Все пели, каждый на своем языке, вразнобой. Песни как-то по-своему сливались. Такой разноголосый, пестрый, праздничный гимн свободе. Ах, так духоподъемно, так счастливо было, вот так, казалось, мы заживем в мире после войны, в таком человеческом братстве. Освобожденные из лагеря итальянские солдаты жались на тротуарах поближе к домам. Еще недавние союзники немцев, воевали против нас, а раз Италия вышла из войны, загнаны немцами за колючую проволоку. И теперь были в замешательстве: кто они в наших глазах? Враги или немецкие невольники? Но уж очень заразителен был праздник, и вот уже и они примкнули, замыкают шествие, мешковатые, бредут кучно, не смешиваясь с остальными.

Когда демонстрация чуть отдалялась, слышен становился на улицах визг детворы. Целое поколение польских ребятишек выросло, разговаривая вполголоса: под страхом наказания полякам разговаривать громко воспрещалось. Теперь дети только-только учились кричать и, восторженно надрываясь, вопили, упиваясь неизведанной мощью голоса. Детский вопль раскрепощения несся по городу.

Пока на главной улице так мощно пульсировал многоликий, разноязычный, праздничный карнавал, происходило два события.

Военное положение Быдгоща в эти часы резко, тревожно менялось. Об этом знали пока лишь те, кому положено знать. Я не знала. Но второе событие происходило рядом, в прилегавшем к главной улице глухом переулке, у меня на глазах, и я когда-то об этом писала. Но не миную, не отрину — повторю, раз уж той же дорогой через Быдгощ снова иду со своей армией к последней ее цели — Берлину. Тут, в переулке, растянулась вереница людей со скарбом, груженным на тележки, салазки, на спины. Это были немцы хуторяне, согнанные поляками со своих мест, с вековых своих поселений, кое с какими лишь пожитками бредущие бог весть куда — на запад. Ватага польских подростков на коньках с гиканьем кружила вокруг них. Их главарь оторвался, проехал на коньках вперед и вовсе преградил беженцам дорогу. Пожилая немка, укутанная поверх пальто в тяжелый, грубый плед, какой носили в ту пору и наши деревенские женщины, называя шалью, старалась что-то объяснить ему, а он, не слушая, исступленно колотил палкой по ее узлам со скарбом и кричал остервенело: «Почему не говоришь по-польски? Почему не умеешь говорить по-польски?» Я взяла его за плечо. «Что ты делаешь?! Оставь их!» Он поднял лицо — злоба и слезы в глазах.
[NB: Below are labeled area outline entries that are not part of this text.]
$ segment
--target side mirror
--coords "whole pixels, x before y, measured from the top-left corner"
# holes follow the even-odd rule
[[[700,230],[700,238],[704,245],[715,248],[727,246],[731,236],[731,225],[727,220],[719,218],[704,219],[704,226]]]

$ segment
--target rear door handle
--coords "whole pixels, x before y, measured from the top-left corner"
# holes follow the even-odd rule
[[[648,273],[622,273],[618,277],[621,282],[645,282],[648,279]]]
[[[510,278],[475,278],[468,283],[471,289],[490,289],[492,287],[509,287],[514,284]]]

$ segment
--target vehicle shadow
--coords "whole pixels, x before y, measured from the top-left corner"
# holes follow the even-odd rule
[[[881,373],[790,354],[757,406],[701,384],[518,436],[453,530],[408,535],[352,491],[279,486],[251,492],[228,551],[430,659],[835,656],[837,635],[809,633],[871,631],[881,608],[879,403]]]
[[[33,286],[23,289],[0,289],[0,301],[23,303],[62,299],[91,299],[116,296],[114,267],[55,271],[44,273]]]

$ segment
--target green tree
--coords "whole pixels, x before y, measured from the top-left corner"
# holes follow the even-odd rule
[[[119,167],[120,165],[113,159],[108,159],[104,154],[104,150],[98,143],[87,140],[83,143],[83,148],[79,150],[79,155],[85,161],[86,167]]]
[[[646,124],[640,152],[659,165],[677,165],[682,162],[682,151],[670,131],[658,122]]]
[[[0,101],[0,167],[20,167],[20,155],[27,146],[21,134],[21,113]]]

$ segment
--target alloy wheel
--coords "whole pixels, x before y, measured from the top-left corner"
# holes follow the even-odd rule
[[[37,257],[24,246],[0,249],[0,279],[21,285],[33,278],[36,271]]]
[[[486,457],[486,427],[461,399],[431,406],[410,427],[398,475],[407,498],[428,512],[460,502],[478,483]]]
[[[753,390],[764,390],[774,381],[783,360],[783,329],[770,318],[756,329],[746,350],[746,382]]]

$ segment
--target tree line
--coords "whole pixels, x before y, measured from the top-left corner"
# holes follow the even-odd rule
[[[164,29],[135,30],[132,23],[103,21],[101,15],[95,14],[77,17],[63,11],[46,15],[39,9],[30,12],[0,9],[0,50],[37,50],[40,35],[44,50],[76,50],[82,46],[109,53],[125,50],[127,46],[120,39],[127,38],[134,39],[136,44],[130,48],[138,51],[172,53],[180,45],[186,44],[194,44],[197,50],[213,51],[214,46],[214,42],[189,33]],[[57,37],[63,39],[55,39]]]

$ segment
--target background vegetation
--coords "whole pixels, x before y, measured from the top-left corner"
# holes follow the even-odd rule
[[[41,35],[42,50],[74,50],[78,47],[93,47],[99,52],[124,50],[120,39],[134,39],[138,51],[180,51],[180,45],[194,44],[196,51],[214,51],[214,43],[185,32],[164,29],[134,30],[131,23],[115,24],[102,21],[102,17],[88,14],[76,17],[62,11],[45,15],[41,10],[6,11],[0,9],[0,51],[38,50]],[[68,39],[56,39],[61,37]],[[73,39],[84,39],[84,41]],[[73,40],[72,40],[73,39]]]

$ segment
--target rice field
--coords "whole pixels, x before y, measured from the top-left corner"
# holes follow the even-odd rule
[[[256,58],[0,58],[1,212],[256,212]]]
Посмотрел на меня, вернее, на мой полушубок и звездочку на шапке и отъехал в сторону. Но издали он тревожно поглядывал, для него нестерпимо, что немцы сегодня беспрепятственно ходят по земле после всего, что было.

Так на втором плане этого праздника братства вывернулось и бесновалось скопившееся под игом жестокости зло, насилие.

Было морозно, сыпал мелкий колкий снег. Куда тащились эти люди, кто ж их пустит под кров, где, на каком глухом проселке закоченеют они? В стороне от больших дорог истории, от мировых катаклизмов, сатанинских замыслов мирового господства, знавшие только крестьянский труд, они игрой бесовских сил загнаны в ловушку и, выходит, в ответе за все. Ни небо, под которым родились, не вступилось, ни земля, веками возделываемая, ни вековые корни рода, что в этой земле. Все отступилось, отреклось. Людей судят, сводят, разводят по крови. Выходит, у немцев набрались. Но эти изгои отсечены ведь фронтом от тех, с кем повязаны кровью. Что теперь? Где та обитель, что приютит их? Для ненависти и мести это праздные мысли. Вразумит кто?

Все смешалось: ликование всеобщего братства и темное, ранящее — гонимые немцы крестьяне и бешенство преследующих мальчишек.

Люди, согнанные сюда, в Бромберг, строить заградительный вал от Красной Армии, потерявшие под игом врага связи с миром, так ликующе, так возвышенно обрели их сейчас, здесь. Но если можно кого-то отсечь, изгнать — не начало ли это пути к обрыву? «В одном конце мира тронешь — в другом отзовется».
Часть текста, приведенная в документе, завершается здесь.